Again, we still want that.  We have it.  We passed it in the Department of Defense bill – a former Department of Defense bill, which has paid family – not family, just family leave, not medical – family leave for federal Department of Defense employees and the civilian workforce associated with that.  So, we've already have gone down that path very nicely.  In fact, Senator Manchin said some very good things when he voted for that bill, which had that in there. 

But, how can I say that this is – how can I say that this is transformative?  Because it is.  Because it is.  Because children in twelve states, families in twelve states will now have access to the Affordable Care Act.  Millions of people added to that.  That's very important. 

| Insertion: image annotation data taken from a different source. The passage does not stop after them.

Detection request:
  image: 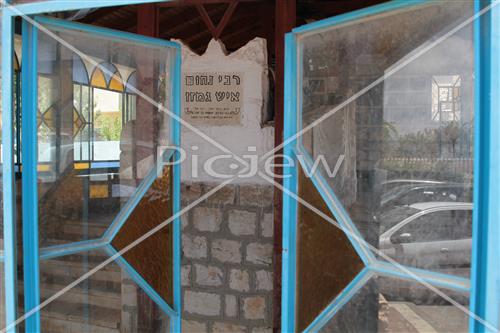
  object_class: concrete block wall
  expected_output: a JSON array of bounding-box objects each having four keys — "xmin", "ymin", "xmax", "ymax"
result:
[{"xmin": 181, "ymin": 183, "xmax": 273, "ymax": 333}]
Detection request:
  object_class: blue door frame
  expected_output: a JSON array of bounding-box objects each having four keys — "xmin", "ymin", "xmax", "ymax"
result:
[
  {"xmin": 281, "ymin": 0, "xmax": 500, "ymax": 332},
  {"xmin": 2, "ymin": 0, "xmax": 182, "ymax": 332}
]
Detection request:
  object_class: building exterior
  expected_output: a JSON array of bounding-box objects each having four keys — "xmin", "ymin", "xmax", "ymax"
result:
[{"xmin": 0, "ymin": 0, "xmax": 500, "ymax": 333}]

Because we'll have a half a trillion dollars to save the planet – and that's a jobs issue.  Well, it's a health issue, first of all: clean air, clean water, addressing the asthma issues and all the rest and the environmental injustice of it all.  It's a health issue.  It's a jobs issue – of green, new green technologies, had America be preeminent in the world in those technologies.  It's a national security issue, as our security experts tell us that conflict that could arise from competition for habitat and resources, because of rising sea levels and all of the other consequences of climate, the climate crisis.  And it is a values issue: for us to be – honor our responsibility to future generations, pass this planet on in a responsible way.  And the fuse is growing shorter on the timeframe for us to do that.  Matters are getting worse.  And we are not going to make matters worse.  We're going to pass this legislation. 

And, as I say that, we have to – what this legislation will do is to help the President meet his goals, the goals of America, for how we reduce emissions and pollution and the rest.  And not only how we do that – meet and beat the goals of the Paris Accord – but also how we help other countries do so.  The poorest nations in the world have contributed the least to the emissions challenge that we face, and we need to share technology and other resources with them so that they can meet their goals as well. 

So, then, the third part of it.  I talked about the care piece of it, the health care piece of it, and this is quite remarkable.  And if you took any one piece of it, it would be transformative and historic.  Taken together, it's quite a spectacular vision that President Biden has put forth.  I salute him for it. 

And, when I try to, shall we say, make a case for this or that, he says, ‘You don't have to tell me.  I wrote it.  I know the particulars.’  And that was what was so demonstrated this morning: his meticulous attention to detail, his encyclopedic knowledge of what, everything that was in the bill.  We're really blessed with his leadership.  And when he goes to these meetings – with the G20 now and then to meet His Holiness the Pope and to go to Glasgow – we want them to go as strong as possible. 

When I had my meeting with His Holiness the Pope, I brought the President's greetings – and, of course, I brought the greetings of the Congress of the United States.  And the climate was a very big, important issue for His Holiness, as I know it will be part – I assume it will be part of their discussion. 

But, the climate issue is not just about, as I say, health and that.  It's about people in poverty, having – taking a terrible bite of this wormy apple called the climate crisis.  So, it's a big values issue for us.  Any time you want to ask me why I think this is transformative, I'm happy to answer that question.  I’m –

Q:  The White House framework includes a $100 billion investment that they say is separate for immigration.  Is that separate within the Build Back Better Act, or is it separate from the Build Back Better Act?

Speaker Pelosi.  It's over and above the $1.75 [trillion].  It’s over and above, yeah. 

Staff.  Last question. 

Speaker Pelosi.  That was it?  That was the last question.  Thank you all very much. 

Q:  Madam Speaker, a simple question.  Are you holding an infrastructure vote today?

Staff.  Thank you.

Q:  So, are you holding an infrastructure vote today?

Speaker Pelosi.  No, I'm just getting my mask.